— Вечером — другой коленкор, сейчас мы с Лешем посидим, погутарим. Ох и соскучился я за вами за всеми.
— А чего же писал тогда?
— Да, Лешай, ты жа знаешь, як я писать могу.
— Ну продиктовал бы кому, молодые-то были?
— Да чаго-то стеснялся просить — вроде боевой дед и такая оказия. За пацанов был спокоен, думал, при Глашке, а тут, вишь как.
— Ага и Василь до Родиного письма больше двух лет не говорил совсем, и Гриньку у Бунчука немец еле отбил.
— Да ты што? От сукин выродок! А ты чаго ж глядел?
— Я его при отце и сыне Краузе предупредил, — Леший показал свой кулак-кувалду, — а он в Радневе обожрался дурной самогонки ну и…
— И чаго ж?
— Повесили его через два дня за нападение на немецкого офицера.
— Чаго заслужил!
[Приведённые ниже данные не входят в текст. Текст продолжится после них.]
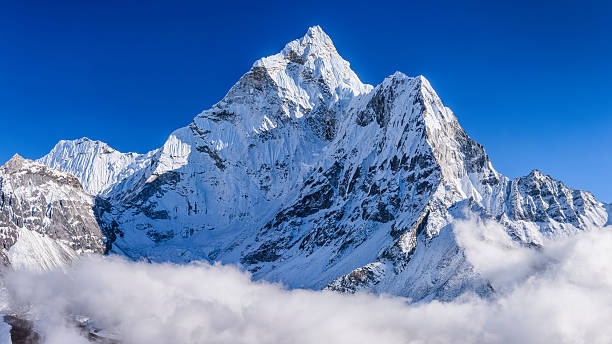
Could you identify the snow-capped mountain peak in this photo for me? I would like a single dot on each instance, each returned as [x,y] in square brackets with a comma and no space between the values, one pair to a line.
[308,81]
[94,163]
[305,175]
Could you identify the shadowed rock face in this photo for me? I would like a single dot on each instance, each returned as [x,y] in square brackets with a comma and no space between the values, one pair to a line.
[305,175]
[46,217]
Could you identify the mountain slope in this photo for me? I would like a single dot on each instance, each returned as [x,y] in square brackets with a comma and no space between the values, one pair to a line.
[305,175]
[46,218]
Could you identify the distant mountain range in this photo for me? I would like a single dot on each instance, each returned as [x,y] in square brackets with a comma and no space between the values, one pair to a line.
[302,174]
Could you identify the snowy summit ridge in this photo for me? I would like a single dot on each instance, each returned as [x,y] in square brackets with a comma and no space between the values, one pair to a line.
[304,174]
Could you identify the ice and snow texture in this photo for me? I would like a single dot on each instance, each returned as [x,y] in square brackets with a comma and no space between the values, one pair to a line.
[559,294]
[305,175]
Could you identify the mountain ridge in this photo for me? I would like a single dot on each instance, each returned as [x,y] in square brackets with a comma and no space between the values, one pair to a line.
[305,175]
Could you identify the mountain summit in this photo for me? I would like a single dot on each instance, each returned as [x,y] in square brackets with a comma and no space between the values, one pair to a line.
[305,175]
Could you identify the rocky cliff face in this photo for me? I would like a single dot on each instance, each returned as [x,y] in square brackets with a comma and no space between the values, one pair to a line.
[305,175]
[46,218]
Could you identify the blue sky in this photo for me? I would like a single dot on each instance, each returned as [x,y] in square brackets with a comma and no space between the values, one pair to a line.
[531,82]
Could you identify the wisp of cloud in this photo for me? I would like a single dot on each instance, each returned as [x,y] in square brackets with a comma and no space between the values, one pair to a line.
[559,294]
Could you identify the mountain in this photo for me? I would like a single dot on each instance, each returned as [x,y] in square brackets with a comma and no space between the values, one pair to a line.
[305,175]
[46,218]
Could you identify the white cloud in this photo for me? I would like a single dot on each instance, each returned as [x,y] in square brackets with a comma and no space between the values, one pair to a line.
[562,293]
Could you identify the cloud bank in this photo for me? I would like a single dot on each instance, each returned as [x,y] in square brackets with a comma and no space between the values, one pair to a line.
[561,293]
А Слепень не объявлялся?
— Шлепень был в полицаях, но не лютовал, наоборот, старался никуда не лезть, а потом штыком заколол Яремчука-младшего, и исчез, когда только наши Сталинград им устроили.
— Яремчук, это которай сопливай, или постарше?
— Постарше — тот воевал, вот матка ждет домой, а младший… захотел отомстить всем, кто его малого лупил.
— Не, ну все же воявали? — удивился дед.
— А родственники-то были тут.
— От гнилое семя!
— А ещё скажу тебе Никодим, схороны твои пригодилися, мы тут партизанили, вон твои внуки по медали заслужили.
— Ребяты? Оба? — не поверил дед.
— Оба, оба.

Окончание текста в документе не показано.